You don't have to shout. It doesn't make your statement any more correct.
Who said that this has to happen immediately? Apple could implement the changes by the end of next year but meanwhile comply with the injunction immediately in the next week.
Are you saying that the courts can dictate how Apple can run their business? We are not the EU. The courts can only dictate Apple what they can't do when running their business. Apple is not a public utility. Apple can make changes to their business model in order to adapt to external changes, as they see fit, so long a those change do not violate any existing laws or court orders. The revenue from their commission pays for the 90% of free apps in the Apple App Store. As revenue from their commission decreases due to the changes made to comply with this ruling, Apple is allow to change their business model. The courts can not force Apple to operate their app store at a loss or dictate how much profit they are allow to have. In order for that to happen, the courts have to prove that Apple is a monopoly (under US anti-trust laws) and is abusing that monopoly.
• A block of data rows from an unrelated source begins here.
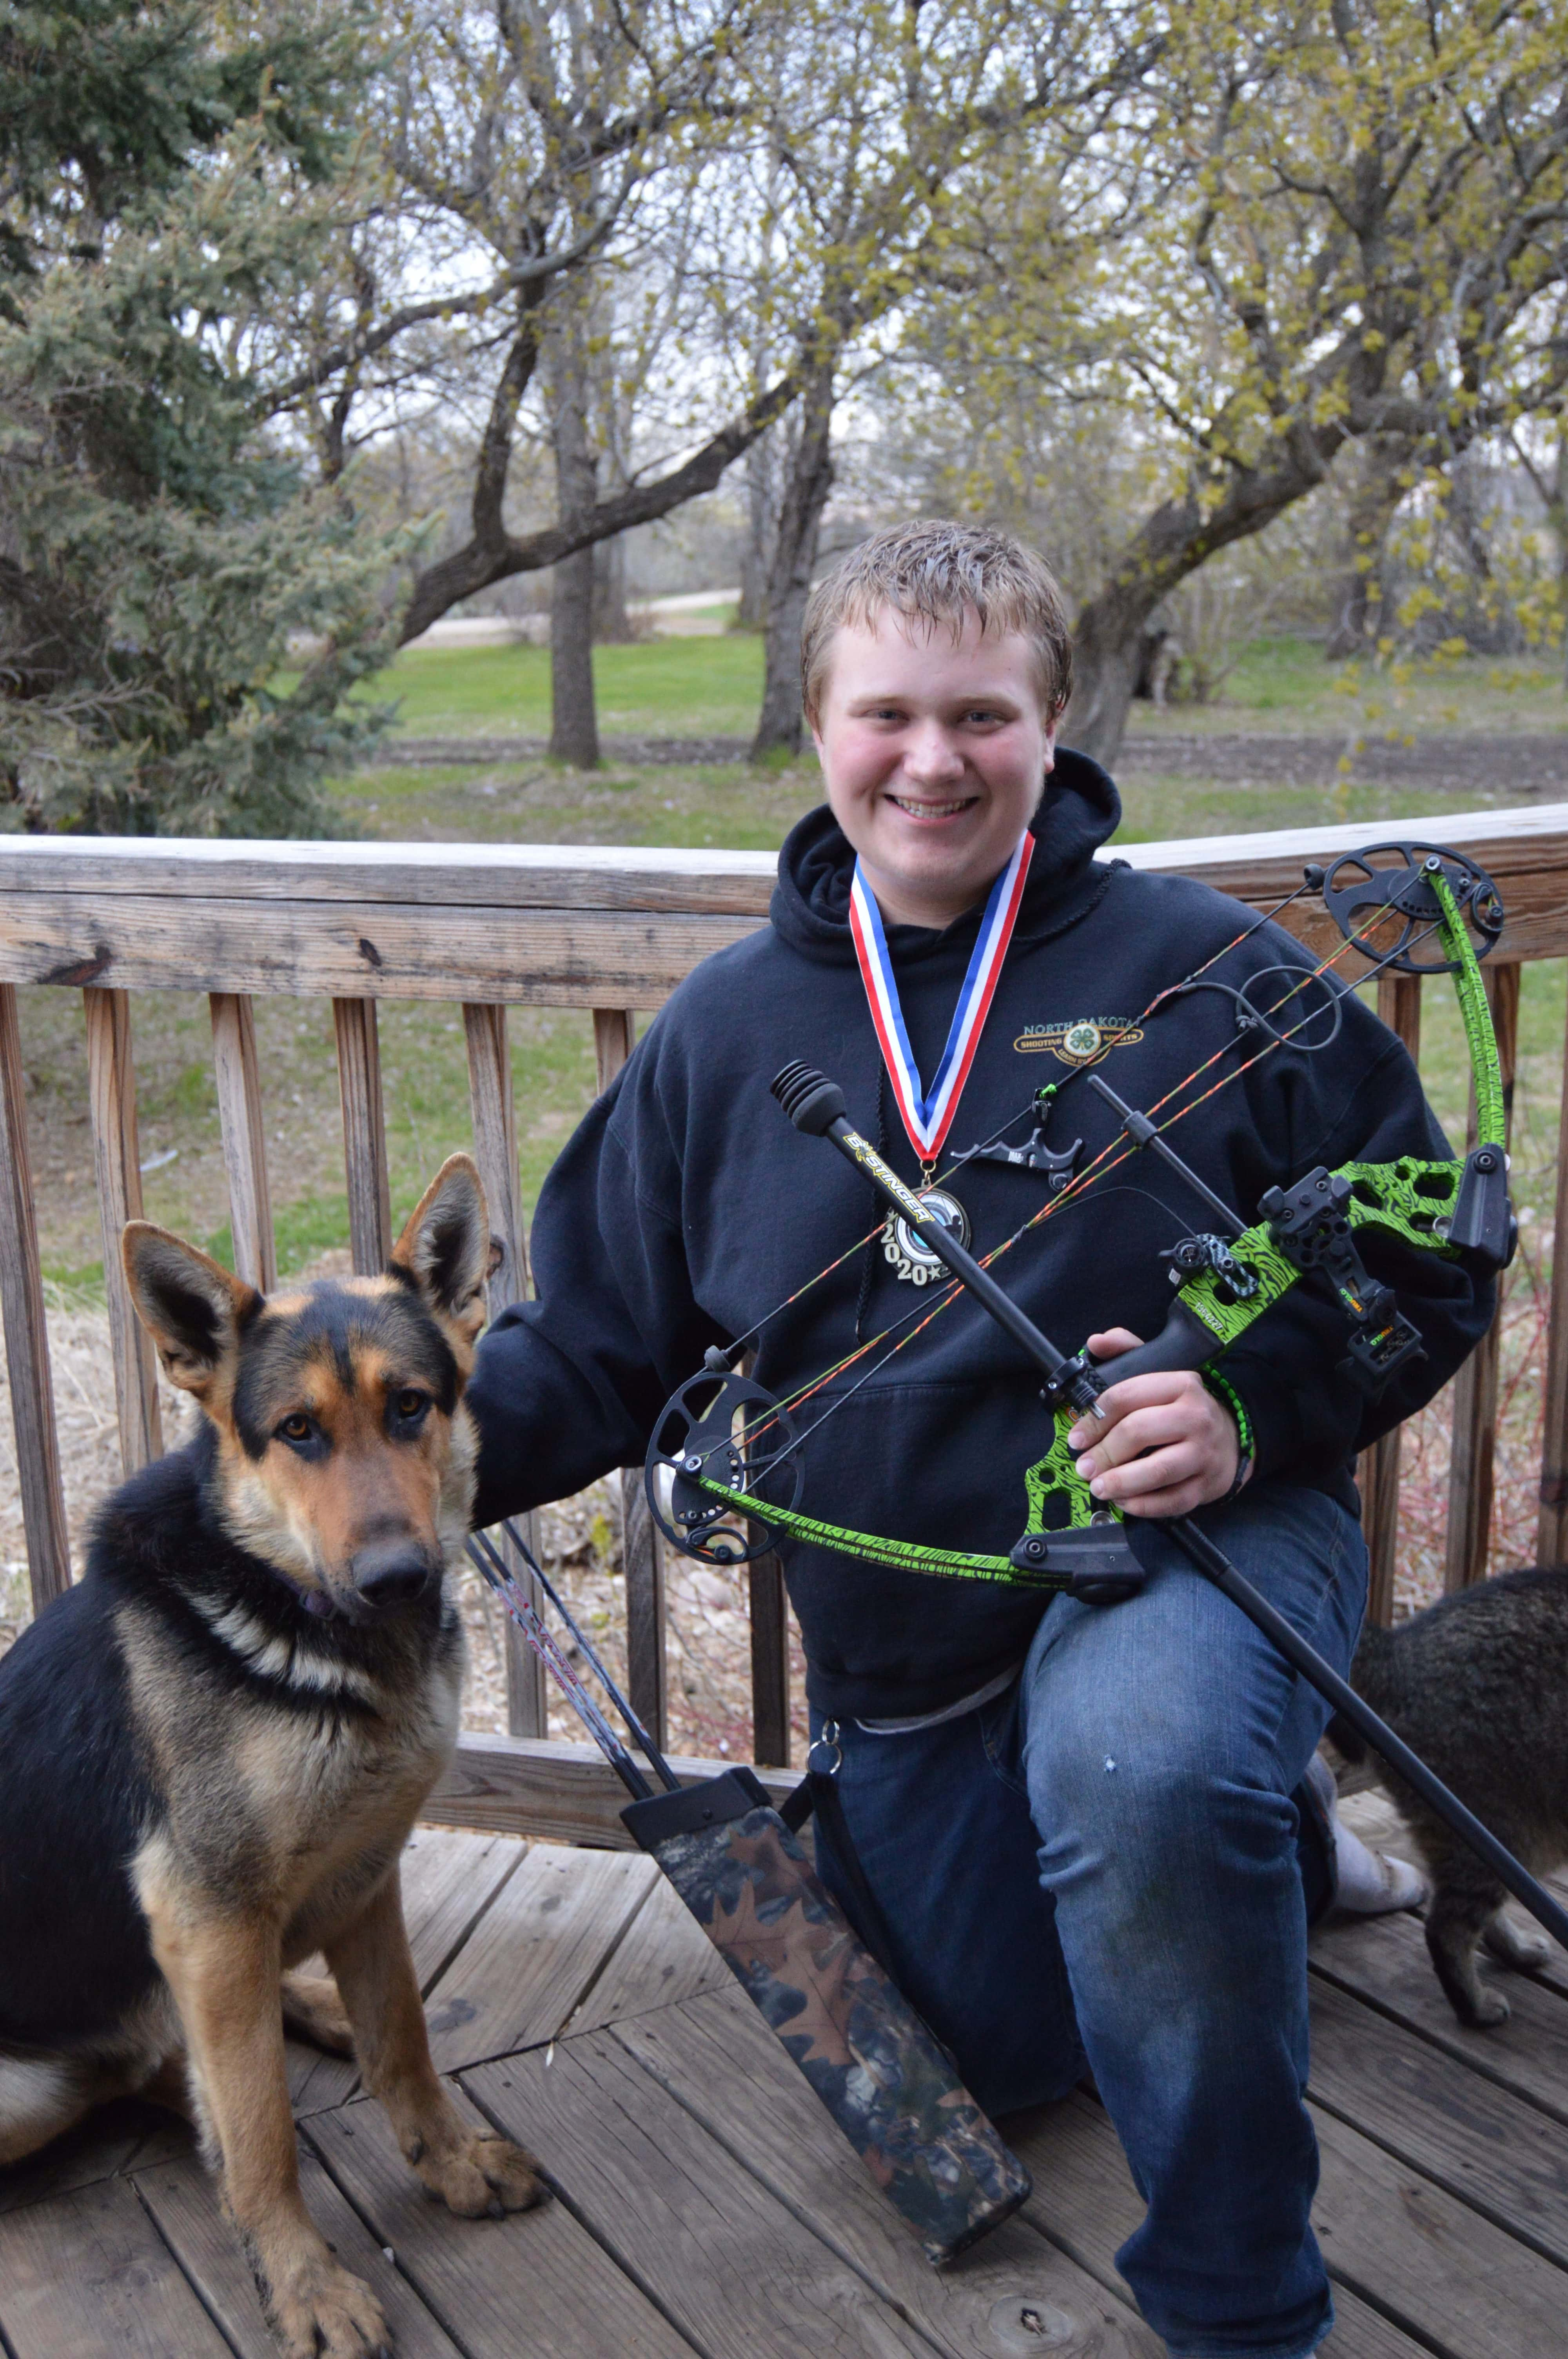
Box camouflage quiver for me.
[623,1768,1031,2266]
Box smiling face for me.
[810,606,1054,930]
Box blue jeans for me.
[809,1483,1367,2359]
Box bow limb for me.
[1020,856,1515,1543]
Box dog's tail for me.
[1326,1620,1400,1765]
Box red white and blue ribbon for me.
[849,831,1034,1168]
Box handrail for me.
[1,803,1565,1828]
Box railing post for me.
[83,988,162,1477]
[592,1008,634,1097]
[209,992,277,1294]
[463,1002,546,1738]
[332,998,393,1276]
[1445,961,1520,1593]
[0,983,70,1609]
[462,1004,530,1309]
[1538,978,1568,1566]
[590,1006,671,1743]
[1357,971,1422,1625]
[747,1539,791,1767]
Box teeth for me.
[889,795,973,818]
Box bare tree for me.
[737,0,1161,756]
[1056,3,1568,759]
[258,2,821,650]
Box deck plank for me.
[0,2097,191,2219]
[306,2083,697,2358]
[1006,2093,1430,2359]
[564,1869,729,2036]
[289,1827,527,2113]
[0,2175,229,2359]
[1307,1974,1568,2266]
[1311,2103,1568,2359]
[464,2035,933,2357]
[1311,1908,1568,2122]
[613,1983,1164,2356]
[136,2145,465,2359]
[422,1843,653,2072]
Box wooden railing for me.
[2,808,1566,1841]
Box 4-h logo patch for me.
[1013,1018,1144,1067]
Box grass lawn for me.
[1128,633,1568,737]
[368,632,766,741]
[348,626,1568,747]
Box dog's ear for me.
[122,1223,259,1396]
[390,1154,492,1342]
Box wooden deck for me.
[3,1802,1566,2359]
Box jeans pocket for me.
[979,1680,1029,1797]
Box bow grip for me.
[1076,1299,1220,1391]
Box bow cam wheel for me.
[644,1364,803,1566]
[1316,842,1504,975]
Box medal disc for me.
[882,1187,971,1285]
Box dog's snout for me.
[351,1539,437,1610]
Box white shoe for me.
[1307,1749,1429,1916]
[1332,1823,1429,1914]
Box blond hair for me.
[800,519,1074,727]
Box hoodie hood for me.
[769,745,1123,965]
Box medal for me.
[881,1187,971,1285]
[849,832,1033,1281]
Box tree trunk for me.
[1058,589,1153,766]
[551,545,599,765]
[738,432,777,630]
[751,369,835,760]
[548,308,600,769]
[1325,434,1412,659]
[592,532,635,642]
[1557,434,1568,692]
[1060,430,1356,766]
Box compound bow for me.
[646,840,1512,1599]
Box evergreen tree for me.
[0,0,405,834]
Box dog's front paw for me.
[409,2128,546,2218]
[269,2252,390,2359]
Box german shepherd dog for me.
[1333,1566,1568,2028]
[0,1155,542,2358]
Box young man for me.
[469,521,1490,2358]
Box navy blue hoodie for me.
[470,754,1491,1717]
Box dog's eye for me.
[278,1413,312,1446]
[394,1388,428,1424]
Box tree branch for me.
[397,356,809,643]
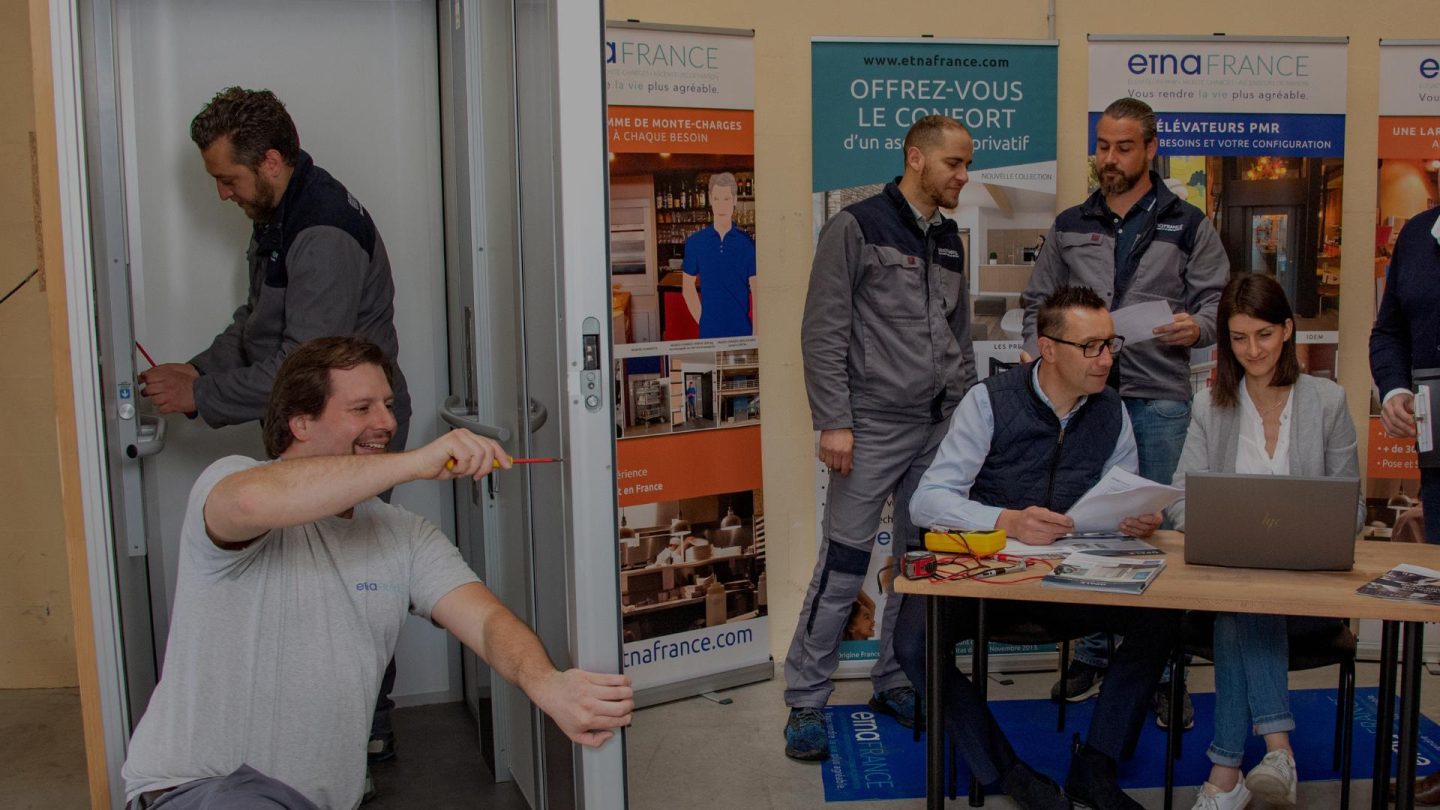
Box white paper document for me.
[1109,300,1174,345]
[1417,385,1433,454]
[1063,466,1183,533]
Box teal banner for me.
[811,39,1058,192]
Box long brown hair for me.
[1211,273,1299,408]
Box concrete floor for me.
[8,661,1440,808]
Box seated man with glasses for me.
[893,286,1178,810]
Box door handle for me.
[441,395,512,442]
[126,414,167,459]
[528,397,548,433]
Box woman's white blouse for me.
[1235,378,1293,476]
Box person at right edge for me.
[1022,97,1227,731]
[785,114,977,761]
[1369,203,1440,803]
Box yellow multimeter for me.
[924,529,1007,557]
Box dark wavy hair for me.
[1211,273,1299,409]
[190,87,300,169]
[263,337,395,459]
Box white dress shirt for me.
[910,362,1138,531]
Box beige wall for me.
[605,0,1430,660]
[0,0,76,688]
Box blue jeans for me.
[1074,397,1192,670]
[1207,613,1296,767]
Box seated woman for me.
[1168,273,1362,810]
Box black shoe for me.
[1152,684,1195,731]
[1001,761,1073,810]
[1050,660,1105,703]
[1065,735,1143,810]
[868,686,923,730]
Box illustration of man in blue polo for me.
[682,172,757,338]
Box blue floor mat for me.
[821,687,1440,802]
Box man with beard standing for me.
[1022,97,1227,729]
[138,86,411,774]
[140,86,411,452]
[785,114,977,761]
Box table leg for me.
[926,595,943,810]
[1165,643,1181,810]
[1396,622,1426,810]
[1375,621,1401,809]
[971,599,988,806]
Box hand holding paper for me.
[1064,466,1182,533]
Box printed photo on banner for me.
[1364,41,1439,539]
[810,38,1058,671]
[1088,36,1348,389]
[617,489,766,646]
[614,348,759,439]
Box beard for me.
[1099,163,1146,196]
[238,177,280,222]
[920,167,960,211]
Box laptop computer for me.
[1183,473,1361,571]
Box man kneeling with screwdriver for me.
[123,336,632,809]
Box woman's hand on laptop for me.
[1119,512,1162,538]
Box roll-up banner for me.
[1089,36,1348,382]
[1367,41,1438,538]
[605,23,770,695]
[810,38,1059,674]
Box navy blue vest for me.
[970,362,1123,512]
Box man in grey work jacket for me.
[785,114,977,761]
[1021,97,1227,728]
[138,86,411,772]
[140,86,411,451]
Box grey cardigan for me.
[1166,373,1363,531]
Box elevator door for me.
[110,0,455,710]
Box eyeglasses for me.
[1041,334,1125,358]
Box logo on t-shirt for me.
[355,581,405,594]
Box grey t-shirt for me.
[122,456,480,809]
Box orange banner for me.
[616,426,762,507]
[1378,116,1440,159]
[608,106,754,155]
[1368,417,1422,480]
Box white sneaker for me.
[1244,749,1297,806]
[1190,780,1252,810]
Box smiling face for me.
[201,135,282,222]
[285,363,397,459]
[1228,312,1294,385]
[1094,115,1156,196]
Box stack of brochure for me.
[1042,550,1167,595]
[1001,533,1162,562]
[1356,564,1440,605]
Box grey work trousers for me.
[132,765,320,810]
[783,417,949,708]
We don't go by the BS "gatekeeper" label.
But I have to ask this. If the courts find that a 30% commission is considered "supra-competitive operating margins", then what is it when Epic Games charges $10 (20 Fortnite Bucks) for a "cool" virtual outfit that cost no more to make and let the player have, than the virtual outfits the players gets to use for free. That margin got to be over 2X more than Apple 30% commission. And Epic have no competition with their Fortnite Store.
If this case involved Google instead of Apple, then I can see Google not being able to or having a much harder time, making such changes. Why? Because the courts determined that Google is a monopoly and that Google is abusing that monopoly.